Fluffy Japanese Omurice is a delightful fusion of savory fried rice wrapped in a soft, silky omelette. This comforting dish features tender chicken, vegetables, and a touch of butter and ketchup for a rich umami flavor. Perfect for a satisfying lunch or dinner, it’s easy to prepare and customizable with your favorite proteins.


Ingredients

Scale

For the Fried Rice:

  • 1 1/2 cup warm cooked rice
  • 4 oz chicken thigh, diced into 1/2-inch cubes
  • 1/4 onion, finely chopped
  • 1/4 green bell pepper, finely chopped
  • 2 tsp butter
  • 1 tbsp vegetable oil
  • 2 tsp chicken bouillon powder
  • Salt and pepper, to taste
  • 4 tbsp ketchup

For the Omelette:

  • 4 eggs
  • 1 tbsp milk (divided for beating eggs)
  • 2 pinches salt (divided for beating eggs)
  • 2 tsp butter
  • 1/2 tbsp vegetable oil

Instructions

  1. Prepare the chicken: Dice the chicken thighs into 1/2-inch cubes and season with a pinch of salt to enhance flavor before cooking.
  2. Beat the eggs: Beat 2 eggs at a time with half of the A ingredients (milk and salt) for each serving separately, mixing until smooth to ensure individual fluffy omelettes.
  3. Cook the chicken: Heat 2 tsp butter in a pan over medium heat, add the diced chicken, and cook for about 3 minutes until fully cooked through.
  4. Sauté the vegetables: Add the finely chopped onion to the pan, cook until soft, then stir in the green bell pepper and chicken bouillon powder.

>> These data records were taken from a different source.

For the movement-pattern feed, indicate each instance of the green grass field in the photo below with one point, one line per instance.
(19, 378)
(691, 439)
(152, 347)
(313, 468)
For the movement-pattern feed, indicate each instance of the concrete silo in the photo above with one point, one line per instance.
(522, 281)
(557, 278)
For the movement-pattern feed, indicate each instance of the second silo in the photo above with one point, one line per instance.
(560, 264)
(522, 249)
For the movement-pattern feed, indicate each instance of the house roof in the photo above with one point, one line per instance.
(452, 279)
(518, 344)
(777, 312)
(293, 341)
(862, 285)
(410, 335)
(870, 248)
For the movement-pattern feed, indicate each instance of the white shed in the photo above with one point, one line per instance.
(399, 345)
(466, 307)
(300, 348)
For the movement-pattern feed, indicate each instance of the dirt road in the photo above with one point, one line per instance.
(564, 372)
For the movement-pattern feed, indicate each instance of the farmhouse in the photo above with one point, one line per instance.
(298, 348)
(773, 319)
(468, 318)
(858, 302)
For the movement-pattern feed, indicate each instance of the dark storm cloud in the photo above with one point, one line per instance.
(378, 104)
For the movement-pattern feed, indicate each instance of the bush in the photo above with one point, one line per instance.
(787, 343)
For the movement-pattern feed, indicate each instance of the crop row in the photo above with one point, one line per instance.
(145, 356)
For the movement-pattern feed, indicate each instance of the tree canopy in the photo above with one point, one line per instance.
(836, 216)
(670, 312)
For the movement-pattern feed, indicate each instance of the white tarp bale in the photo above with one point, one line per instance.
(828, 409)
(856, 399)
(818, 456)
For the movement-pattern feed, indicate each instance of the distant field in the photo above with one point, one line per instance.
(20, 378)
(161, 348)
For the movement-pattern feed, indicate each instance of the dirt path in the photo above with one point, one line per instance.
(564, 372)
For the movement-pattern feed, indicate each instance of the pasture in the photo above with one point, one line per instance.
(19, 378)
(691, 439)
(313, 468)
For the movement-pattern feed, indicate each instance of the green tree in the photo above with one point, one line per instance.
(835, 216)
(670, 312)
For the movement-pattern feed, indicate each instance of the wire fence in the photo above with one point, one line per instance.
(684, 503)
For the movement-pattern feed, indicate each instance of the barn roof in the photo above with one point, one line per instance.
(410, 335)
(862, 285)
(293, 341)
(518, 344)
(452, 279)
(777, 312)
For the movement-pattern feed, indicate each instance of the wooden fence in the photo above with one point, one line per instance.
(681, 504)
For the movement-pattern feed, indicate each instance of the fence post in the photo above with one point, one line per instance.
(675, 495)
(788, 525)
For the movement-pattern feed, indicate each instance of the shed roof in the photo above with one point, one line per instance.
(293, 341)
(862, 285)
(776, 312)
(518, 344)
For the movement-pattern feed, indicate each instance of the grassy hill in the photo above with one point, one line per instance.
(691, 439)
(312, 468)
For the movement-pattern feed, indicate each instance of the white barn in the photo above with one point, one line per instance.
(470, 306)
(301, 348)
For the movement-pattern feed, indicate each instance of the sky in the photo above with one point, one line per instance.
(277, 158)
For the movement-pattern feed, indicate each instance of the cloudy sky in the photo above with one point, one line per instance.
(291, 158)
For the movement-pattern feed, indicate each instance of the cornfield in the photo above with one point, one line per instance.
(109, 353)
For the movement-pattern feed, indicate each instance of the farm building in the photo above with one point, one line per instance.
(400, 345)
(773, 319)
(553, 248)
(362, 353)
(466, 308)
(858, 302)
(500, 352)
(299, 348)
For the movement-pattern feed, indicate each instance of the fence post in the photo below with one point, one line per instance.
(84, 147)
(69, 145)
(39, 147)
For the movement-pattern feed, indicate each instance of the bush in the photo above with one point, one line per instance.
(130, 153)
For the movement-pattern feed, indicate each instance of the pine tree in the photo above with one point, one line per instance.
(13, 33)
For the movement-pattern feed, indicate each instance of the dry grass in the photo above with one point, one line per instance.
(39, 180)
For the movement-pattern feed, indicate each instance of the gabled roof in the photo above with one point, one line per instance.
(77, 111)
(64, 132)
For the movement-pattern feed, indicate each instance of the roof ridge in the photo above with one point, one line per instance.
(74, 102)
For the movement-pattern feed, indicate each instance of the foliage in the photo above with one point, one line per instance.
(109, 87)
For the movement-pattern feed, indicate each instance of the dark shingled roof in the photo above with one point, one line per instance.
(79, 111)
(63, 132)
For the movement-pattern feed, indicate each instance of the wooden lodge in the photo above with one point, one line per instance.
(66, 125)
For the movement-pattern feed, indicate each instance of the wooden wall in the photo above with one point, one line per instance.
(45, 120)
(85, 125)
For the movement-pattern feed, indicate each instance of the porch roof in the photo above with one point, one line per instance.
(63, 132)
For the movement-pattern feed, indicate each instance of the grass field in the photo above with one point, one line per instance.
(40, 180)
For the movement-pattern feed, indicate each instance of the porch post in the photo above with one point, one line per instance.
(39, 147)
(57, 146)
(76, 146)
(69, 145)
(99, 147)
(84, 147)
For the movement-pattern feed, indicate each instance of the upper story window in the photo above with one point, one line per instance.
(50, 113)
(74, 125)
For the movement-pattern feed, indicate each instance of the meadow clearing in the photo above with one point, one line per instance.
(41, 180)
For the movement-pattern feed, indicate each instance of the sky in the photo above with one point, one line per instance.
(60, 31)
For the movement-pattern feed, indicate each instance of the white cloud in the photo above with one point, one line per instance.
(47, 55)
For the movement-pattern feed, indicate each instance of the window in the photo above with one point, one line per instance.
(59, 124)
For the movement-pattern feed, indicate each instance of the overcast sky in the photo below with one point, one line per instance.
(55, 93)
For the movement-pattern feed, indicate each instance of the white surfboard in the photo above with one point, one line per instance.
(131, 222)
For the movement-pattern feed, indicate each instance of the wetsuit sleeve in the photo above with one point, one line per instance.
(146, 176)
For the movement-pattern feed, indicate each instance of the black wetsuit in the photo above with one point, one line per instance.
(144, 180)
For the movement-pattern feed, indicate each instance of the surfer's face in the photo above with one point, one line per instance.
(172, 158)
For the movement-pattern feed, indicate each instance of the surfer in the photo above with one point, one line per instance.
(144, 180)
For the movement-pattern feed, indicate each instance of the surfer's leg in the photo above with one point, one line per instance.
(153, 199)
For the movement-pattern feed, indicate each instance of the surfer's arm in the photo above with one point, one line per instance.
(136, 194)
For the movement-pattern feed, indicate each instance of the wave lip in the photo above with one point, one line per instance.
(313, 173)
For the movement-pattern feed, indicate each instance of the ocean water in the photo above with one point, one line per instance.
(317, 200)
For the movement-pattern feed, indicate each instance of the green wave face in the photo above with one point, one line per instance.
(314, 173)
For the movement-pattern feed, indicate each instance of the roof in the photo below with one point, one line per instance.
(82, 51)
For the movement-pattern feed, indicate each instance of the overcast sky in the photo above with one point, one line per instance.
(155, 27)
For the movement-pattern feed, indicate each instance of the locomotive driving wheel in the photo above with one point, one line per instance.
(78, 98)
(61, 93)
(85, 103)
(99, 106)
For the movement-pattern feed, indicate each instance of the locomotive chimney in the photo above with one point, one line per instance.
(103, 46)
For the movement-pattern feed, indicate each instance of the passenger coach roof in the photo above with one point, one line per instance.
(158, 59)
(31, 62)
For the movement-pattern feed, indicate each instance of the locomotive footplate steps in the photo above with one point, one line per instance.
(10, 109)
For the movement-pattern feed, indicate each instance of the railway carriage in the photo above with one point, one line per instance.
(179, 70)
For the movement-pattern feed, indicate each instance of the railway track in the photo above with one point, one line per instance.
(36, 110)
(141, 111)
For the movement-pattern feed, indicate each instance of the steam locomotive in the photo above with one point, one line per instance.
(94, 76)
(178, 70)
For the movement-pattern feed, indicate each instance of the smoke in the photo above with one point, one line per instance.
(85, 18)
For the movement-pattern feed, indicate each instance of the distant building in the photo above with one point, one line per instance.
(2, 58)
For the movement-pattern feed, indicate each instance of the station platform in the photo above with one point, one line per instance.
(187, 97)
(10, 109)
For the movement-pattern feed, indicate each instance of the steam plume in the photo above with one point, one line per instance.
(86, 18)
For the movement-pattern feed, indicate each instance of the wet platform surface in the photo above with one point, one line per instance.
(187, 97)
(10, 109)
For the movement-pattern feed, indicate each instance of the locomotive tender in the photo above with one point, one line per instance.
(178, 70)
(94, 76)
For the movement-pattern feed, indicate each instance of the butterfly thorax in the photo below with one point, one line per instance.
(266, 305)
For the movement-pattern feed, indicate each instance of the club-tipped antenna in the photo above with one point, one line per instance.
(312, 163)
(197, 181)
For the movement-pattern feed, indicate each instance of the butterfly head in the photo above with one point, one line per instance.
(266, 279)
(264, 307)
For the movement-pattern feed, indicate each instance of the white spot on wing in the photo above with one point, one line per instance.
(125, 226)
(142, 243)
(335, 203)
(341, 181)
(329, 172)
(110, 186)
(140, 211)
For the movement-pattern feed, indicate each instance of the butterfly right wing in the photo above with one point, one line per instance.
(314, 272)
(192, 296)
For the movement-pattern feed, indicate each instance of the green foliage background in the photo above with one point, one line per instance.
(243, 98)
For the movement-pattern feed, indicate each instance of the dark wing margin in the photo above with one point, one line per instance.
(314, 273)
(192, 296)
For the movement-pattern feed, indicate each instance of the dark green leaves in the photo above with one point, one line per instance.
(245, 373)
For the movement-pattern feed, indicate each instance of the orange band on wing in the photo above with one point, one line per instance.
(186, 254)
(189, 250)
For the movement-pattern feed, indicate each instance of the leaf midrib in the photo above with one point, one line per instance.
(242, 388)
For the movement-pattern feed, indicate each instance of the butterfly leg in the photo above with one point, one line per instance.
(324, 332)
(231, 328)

Cook this mixture for 1 minute to develop flavors.
  5. Add seasoning and rice: Stir in 2 tsp butter and 4 tbsp ketchup, sautéing until the mixture becomes glossy, then incorporate the warm rice, mixing well. Season with salt and pepper to taste. Shape this fried rice into an oval mound and set aside.
  6. Clean and prepare the pan for eggs: Wipe the pan clean, heat 1/2 tbsp oil over medium heat, and pour in one serving of the beaten eggs, stirring quickly with chopsticks until the eggs are softly set but still moist.
  7. Assemble the Omurice: Place the oval mound of rice in the center of the soft egg in the pan. Fold the egg over the rice using a spatula, tilt the pan, and slide the omurice onto a plate seam side down.
  8. Shape and serve: Cover the Omurice with a paper towel while hot to help it hold its shape. Drizzle with ketchup and serve immediately for best taste and texture.

Notes

  • You can substitute chicken with sausages or bacon; reduce ketchup slightly to balance saltiness.
  • Frying ketchup until glossy gives it a milder, richer flavor enhancing the dish.
  • Chicken bouillon powder is optional but adds a nice umami boost.
  • To achieve the perfect Omurice shape, cover with a paper towel and shape the egg while still hot. When cooled, the egg firms up and is harder to shape.